Изменившимся тоном мой спутник прощался.
- Ну прощайте, не обижайтесь. Всё ерунда и суета. Я вынужден покинуть вас, извините. До свиданья! Увидимся на похоронах. Не забывайте слова…
«Да иди ты в жопу. Сенсей обдолбанный. Чтоб тебе… - покричал ему молча в след, поймав себя на мысли, что даже не знаю чего бы ему плохого пожелать – какого хера он учит меня жизни? Урод!»
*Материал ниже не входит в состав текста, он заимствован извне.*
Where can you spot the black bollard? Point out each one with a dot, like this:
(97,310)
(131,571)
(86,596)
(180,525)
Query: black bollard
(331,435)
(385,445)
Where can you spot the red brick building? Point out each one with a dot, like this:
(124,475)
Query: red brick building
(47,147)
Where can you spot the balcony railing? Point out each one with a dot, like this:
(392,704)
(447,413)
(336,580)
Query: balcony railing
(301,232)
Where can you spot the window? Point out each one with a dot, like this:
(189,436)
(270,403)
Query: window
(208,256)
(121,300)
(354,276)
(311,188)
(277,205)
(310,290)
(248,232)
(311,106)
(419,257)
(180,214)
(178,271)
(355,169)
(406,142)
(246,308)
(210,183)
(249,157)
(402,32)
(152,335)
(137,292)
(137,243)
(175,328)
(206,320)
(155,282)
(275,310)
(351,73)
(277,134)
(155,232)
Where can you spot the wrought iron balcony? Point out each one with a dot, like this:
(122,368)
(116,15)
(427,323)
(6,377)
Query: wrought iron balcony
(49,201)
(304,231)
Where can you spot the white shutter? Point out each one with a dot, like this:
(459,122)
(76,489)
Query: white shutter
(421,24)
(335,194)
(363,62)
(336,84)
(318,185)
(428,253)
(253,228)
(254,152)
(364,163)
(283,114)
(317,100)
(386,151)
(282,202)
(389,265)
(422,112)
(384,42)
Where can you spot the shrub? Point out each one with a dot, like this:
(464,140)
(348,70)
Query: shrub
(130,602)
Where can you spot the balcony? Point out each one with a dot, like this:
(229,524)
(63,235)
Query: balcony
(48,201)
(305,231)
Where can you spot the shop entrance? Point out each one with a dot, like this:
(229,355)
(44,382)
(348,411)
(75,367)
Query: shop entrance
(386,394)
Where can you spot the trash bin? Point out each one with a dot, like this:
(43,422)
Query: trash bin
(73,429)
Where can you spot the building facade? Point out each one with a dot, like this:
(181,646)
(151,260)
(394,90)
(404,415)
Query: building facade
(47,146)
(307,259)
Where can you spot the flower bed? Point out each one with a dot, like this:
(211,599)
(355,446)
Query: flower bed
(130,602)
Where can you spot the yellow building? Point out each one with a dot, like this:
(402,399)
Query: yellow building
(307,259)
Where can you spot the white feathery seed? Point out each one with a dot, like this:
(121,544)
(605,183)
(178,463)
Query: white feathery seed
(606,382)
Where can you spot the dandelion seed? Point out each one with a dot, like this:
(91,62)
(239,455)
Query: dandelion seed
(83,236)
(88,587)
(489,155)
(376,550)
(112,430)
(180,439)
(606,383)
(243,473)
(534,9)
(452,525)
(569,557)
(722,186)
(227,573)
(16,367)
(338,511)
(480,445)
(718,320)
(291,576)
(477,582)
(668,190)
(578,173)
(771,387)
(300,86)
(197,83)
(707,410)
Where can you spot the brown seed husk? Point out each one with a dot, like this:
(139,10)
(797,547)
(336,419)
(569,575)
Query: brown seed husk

Но хоть негодование и искренно, а что делать не известно. «Куда пойти? Чем заняться? Вот ****ь! Самого главного и не сказал, мелил всякую чушь. Пидор! Да точно пидор, косящий под натурала! Сейчас поди засадит какому-нибудь апостолу» Смешно… Очень смешно в глупую минуту представить дико кончающего миленького ангелочка…
Ночь стёрла навсегда следы вчерашней трагедии и редкий человек, наверное, помнил об этом. Да и правильно – своё то горе можно забыть, а чужое то и подавно моментально стирается с жёсткого диска.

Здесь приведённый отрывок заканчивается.